Friday 21 October 2022

Nivello

 Erimus, the second moon, was rising on their left and Fao, the third moon, was setting on their right.  Between the moons the evening sky was spotted with clouds and the occasional sparkle of a low-orbit satellite.  The sky, normally turquoise during daytime, was shading into purple with red at the edges and the last of the sun was hiding now behind the spires and towers of Lustrous, the capital city of Medthorn.

Jasper squeezed himself into the driver’s seat of the gravity-car, cursing as he twisted this way and that in the plasti-steel seat trying to pull the seatbelt free from beneath himself.  Honoré tsked under her breath and opened the rear door to sit in the back and paused.

“What the hell, Jas?” she said, staring at an animal carrier emblazoned with a logo in red and white that she didn’t recognise.  “This had better not be occupied.”  She put a hand on it to lift it out and something inside lunged against the grille blocking the door, jolting the carrier forward and bumping it against the front passenger seat.  Honoré suppressed a cry of shock and her eyes tightened with annoyance that she’d even let herself be startled.  “Jas?” she said again, trying to put meaning into her tone.

Jasper’s bulk squeaked as he turned in his seat to look over his shoulder.  “Oh that, that’s the wolverine.  Special delivery for Dr. Veille.”

“When you get round to it,” said Honoré.  “Did you feed it?  Is that why it’s trying to take my hand off?  And where am I suppose to sit?”

“Uhhh,” said Jas as he turned back to the controls.  “Huh.  I might have forgotten to feed it today actually.  I’ll do it when we get back.”

“Deliver it already!  Why do you want a half-dead wolverine in the back of your car anyway?”

“I don’t,” said Jasper staring through the windscreen.  “But… well, it’s Dr. Veille.  It’s not like we get on.”

“You’re not to get on her good side by starving her bloody wolverine to death!  And where am I supposed to sit?  You’ve still not answered me!”

“Next to me?”

“Hah!”  Honoré hauled the animal carrier out and pushed it onto the passenger seat next to Jasper, which seemed to agitate the wolverine inside.  It started growling now, a low, throaty noise that made Jasper keep glancing over at it.  His face, naturally jowly and pale, took on a slightly sickly sheen to it and he started sweating.  Behind him Honoré got in the back, her feet crunching on paper and cardboard debris in the floorwell, and sighed heavily.  She slammed her door shut.

“Let’s get going,” she said.  “Ryegate first, then Dr. Veille.  I was rather hoping to get some reading done this evening but that looks like another dream gone up in smoke.”

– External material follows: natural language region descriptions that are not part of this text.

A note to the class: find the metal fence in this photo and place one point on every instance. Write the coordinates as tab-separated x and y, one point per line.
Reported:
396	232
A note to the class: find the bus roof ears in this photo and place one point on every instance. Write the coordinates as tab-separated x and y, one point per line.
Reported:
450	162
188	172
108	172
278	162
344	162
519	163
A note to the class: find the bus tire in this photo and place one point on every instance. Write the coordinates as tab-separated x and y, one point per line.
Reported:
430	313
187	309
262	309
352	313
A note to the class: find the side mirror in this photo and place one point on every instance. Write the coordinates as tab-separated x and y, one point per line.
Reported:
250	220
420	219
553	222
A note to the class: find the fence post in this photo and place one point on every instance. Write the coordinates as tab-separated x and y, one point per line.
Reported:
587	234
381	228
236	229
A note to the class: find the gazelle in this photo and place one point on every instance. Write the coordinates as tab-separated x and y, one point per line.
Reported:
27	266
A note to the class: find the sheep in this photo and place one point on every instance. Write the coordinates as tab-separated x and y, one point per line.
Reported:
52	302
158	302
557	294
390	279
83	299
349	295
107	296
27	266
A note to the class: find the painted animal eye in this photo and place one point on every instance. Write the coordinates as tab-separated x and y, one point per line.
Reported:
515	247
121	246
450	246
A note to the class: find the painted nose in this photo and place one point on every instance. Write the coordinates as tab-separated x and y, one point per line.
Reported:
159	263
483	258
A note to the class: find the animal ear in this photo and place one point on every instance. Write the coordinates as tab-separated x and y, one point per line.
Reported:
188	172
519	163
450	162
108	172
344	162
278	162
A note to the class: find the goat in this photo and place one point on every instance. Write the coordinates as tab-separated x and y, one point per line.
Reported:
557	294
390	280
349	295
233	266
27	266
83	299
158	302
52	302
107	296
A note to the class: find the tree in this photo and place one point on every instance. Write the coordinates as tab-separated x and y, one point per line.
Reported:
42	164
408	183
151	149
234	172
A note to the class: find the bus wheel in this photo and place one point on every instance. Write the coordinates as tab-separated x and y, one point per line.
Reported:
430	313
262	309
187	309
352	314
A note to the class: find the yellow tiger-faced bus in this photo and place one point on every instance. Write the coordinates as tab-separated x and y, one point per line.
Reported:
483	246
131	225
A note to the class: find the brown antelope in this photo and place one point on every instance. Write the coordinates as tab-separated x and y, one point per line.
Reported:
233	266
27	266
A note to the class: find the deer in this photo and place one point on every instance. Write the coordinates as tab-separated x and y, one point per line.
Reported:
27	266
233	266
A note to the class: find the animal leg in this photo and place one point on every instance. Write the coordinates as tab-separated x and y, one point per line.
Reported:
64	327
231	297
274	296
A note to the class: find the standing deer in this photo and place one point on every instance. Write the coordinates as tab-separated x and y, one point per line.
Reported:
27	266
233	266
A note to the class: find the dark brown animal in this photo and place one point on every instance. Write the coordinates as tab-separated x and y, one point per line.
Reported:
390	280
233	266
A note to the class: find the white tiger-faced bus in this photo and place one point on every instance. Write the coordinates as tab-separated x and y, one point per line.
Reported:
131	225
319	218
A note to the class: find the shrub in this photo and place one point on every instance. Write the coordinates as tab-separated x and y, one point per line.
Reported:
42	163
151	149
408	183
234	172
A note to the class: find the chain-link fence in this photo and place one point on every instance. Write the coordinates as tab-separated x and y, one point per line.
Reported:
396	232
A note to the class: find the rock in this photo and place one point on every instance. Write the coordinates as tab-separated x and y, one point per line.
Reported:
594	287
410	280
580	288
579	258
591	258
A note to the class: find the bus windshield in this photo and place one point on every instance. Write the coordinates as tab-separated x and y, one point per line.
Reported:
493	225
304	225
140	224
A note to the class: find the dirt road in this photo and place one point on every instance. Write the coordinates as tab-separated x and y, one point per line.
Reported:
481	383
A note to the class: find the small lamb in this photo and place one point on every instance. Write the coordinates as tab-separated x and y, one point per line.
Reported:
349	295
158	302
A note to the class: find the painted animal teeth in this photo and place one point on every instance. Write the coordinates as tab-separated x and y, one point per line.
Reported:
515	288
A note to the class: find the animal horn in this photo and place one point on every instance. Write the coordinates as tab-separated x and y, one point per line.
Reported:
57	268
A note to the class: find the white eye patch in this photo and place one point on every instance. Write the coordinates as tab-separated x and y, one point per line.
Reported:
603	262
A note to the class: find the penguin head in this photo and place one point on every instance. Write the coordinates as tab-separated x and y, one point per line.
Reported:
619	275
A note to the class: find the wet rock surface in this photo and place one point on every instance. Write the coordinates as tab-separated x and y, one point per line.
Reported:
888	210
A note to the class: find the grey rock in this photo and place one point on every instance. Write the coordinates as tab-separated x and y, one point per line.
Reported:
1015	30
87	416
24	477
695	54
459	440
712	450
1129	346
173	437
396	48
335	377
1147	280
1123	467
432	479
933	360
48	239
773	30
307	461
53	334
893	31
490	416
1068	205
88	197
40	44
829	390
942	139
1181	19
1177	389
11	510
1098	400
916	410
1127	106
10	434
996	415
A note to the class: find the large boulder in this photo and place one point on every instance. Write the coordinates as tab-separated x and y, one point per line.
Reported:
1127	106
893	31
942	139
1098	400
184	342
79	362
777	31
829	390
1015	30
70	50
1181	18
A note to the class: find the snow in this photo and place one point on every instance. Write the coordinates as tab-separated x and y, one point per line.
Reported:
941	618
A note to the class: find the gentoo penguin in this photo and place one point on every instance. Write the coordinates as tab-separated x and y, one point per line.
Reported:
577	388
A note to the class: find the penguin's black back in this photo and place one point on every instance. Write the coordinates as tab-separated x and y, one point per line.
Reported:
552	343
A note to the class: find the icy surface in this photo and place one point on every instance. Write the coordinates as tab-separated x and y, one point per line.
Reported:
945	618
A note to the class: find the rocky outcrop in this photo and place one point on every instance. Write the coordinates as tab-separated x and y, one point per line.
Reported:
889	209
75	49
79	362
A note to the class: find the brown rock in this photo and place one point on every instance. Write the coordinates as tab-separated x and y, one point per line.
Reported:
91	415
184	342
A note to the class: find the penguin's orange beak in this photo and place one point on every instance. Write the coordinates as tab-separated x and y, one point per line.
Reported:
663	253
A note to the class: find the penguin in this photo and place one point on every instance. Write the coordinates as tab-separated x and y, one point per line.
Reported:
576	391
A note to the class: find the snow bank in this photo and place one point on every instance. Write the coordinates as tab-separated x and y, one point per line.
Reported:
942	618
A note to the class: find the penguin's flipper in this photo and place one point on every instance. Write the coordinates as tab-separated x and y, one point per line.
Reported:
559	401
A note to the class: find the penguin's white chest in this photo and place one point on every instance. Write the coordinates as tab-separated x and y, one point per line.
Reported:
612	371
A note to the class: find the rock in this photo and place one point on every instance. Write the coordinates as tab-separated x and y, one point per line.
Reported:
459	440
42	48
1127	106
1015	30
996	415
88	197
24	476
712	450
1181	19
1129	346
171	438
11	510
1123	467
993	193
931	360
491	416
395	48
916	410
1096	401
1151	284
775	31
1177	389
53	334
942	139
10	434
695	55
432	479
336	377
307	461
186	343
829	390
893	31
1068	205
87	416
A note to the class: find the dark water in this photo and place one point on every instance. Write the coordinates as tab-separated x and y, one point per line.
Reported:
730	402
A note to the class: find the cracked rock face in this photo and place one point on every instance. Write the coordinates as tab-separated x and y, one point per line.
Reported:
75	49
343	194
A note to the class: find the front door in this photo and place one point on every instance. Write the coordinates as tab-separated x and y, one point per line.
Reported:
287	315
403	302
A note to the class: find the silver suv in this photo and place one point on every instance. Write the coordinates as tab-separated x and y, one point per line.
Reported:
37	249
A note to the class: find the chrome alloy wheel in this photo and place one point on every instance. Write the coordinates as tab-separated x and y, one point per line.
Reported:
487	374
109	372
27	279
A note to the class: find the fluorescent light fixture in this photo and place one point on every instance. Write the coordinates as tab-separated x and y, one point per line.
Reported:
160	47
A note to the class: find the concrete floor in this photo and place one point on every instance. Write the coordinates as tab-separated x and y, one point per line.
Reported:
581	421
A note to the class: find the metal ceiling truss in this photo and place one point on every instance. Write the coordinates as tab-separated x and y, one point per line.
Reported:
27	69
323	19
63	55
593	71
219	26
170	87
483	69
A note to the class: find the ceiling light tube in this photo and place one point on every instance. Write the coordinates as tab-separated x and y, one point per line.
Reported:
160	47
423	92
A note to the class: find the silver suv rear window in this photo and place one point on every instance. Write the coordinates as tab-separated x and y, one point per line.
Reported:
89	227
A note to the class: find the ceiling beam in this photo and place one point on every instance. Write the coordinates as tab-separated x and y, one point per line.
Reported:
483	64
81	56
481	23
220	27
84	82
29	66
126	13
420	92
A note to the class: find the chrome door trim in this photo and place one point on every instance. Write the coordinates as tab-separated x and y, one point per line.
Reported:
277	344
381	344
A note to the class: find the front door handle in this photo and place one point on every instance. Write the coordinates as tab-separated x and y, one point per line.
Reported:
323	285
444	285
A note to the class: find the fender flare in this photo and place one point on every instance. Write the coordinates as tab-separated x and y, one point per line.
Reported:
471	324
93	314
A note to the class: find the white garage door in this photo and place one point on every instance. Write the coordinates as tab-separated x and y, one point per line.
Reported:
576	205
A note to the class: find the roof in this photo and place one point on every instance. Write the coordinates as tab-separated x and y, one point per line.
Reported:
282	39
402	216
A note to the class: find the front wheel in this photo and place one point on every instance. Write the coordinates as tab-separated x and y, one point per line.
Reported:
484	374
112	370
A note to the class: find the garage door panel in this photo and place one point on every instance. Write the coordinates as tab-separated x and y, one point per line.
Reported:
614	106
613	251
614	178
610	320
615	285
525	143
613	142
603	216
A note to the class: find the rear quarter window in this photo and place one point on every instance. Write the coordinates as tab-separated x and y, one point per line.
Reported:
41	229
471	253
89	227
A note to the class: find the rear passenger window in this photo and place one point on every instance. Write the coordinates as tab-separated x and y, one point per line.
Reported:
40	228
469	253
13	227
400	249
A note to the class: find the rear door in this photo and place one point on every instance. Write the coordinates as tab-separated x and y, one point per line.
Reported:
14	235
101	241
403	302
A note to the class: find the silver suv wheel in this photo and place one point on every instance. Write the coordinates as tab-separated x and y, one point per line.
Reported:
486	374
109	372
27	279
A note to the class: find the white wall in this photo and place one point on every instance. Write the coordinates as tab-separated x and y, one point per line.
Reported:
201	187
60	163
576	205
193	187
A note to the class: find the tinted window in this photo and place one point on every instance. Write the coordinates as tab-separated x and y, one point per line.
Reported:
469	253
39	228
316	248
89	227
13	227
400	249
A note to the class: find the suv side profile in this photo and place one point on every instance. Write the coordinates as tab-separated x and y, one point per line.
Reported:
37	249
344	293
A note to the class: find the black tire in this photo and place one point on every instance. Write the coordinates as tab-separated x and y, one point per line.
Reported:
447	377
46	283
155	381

“What are you reading now?”  Jasper unlocked the controls with his fingerprints and checked the power levels as the dashboard display lit up.  He adjusted the steering column slightly and then gently engaged the antigravity drive.  It whined loudly and the car shuddered momentarily, then there was a stomach-clenching sensation of weightlessness as the whole car became wrapped in a zero-g bubble.  It lifted slowly up into the sky and Jasper focused on the radar display, checking for other sky traffic.  Honoré was saying something about the book she was supposed to be copy-editing but interpreting the two-dimensional representation of three-dimensional sky traffic took up most of Jasper’s concentration.

“Are you even listening to me?”

“I will be when we’re in a sky-lane,” said Jasper, whose brain replayed the last thing Honoré had said when the silence of her not talking got too loud.  The whine of the anti-gravity drive had faded at last and he made a mental note, for at least the fifth time, that he should get the drive serviced.  “Sorry, this is a bit tricky.”  The car shuddered as he engaged the impulse drive to correct their trajectory.

“I thought they did it all themselves?”

“Self-driving gravity-cars got banned last year, Hon,” said Jasper.  “Too many accidents.  Lustrous doesn’t like its residents being scattered over its terraces from a great height.”

“How?  They’re AI driven, right?”

Jasper sighed and tweaked the controls until the radar flashed, indicating that they were in a sky-lane.  He gently eased back on the anti-gravity and increased the impulse speed and the car started moving smoothly through the air.  With that done he relaxed a little.

“AI’s just another name for Expert System,” he said.  “If it was just reacting to what’s around the car it’d be fine.  But all the attempts to make it clever, to have it do what you say when most people can’t even say what they’re thinking… it’s not working.  They’re taking the AI out of everything now.”

“I didn’t understand any of that,” said Honoré.  “How long until we get there?”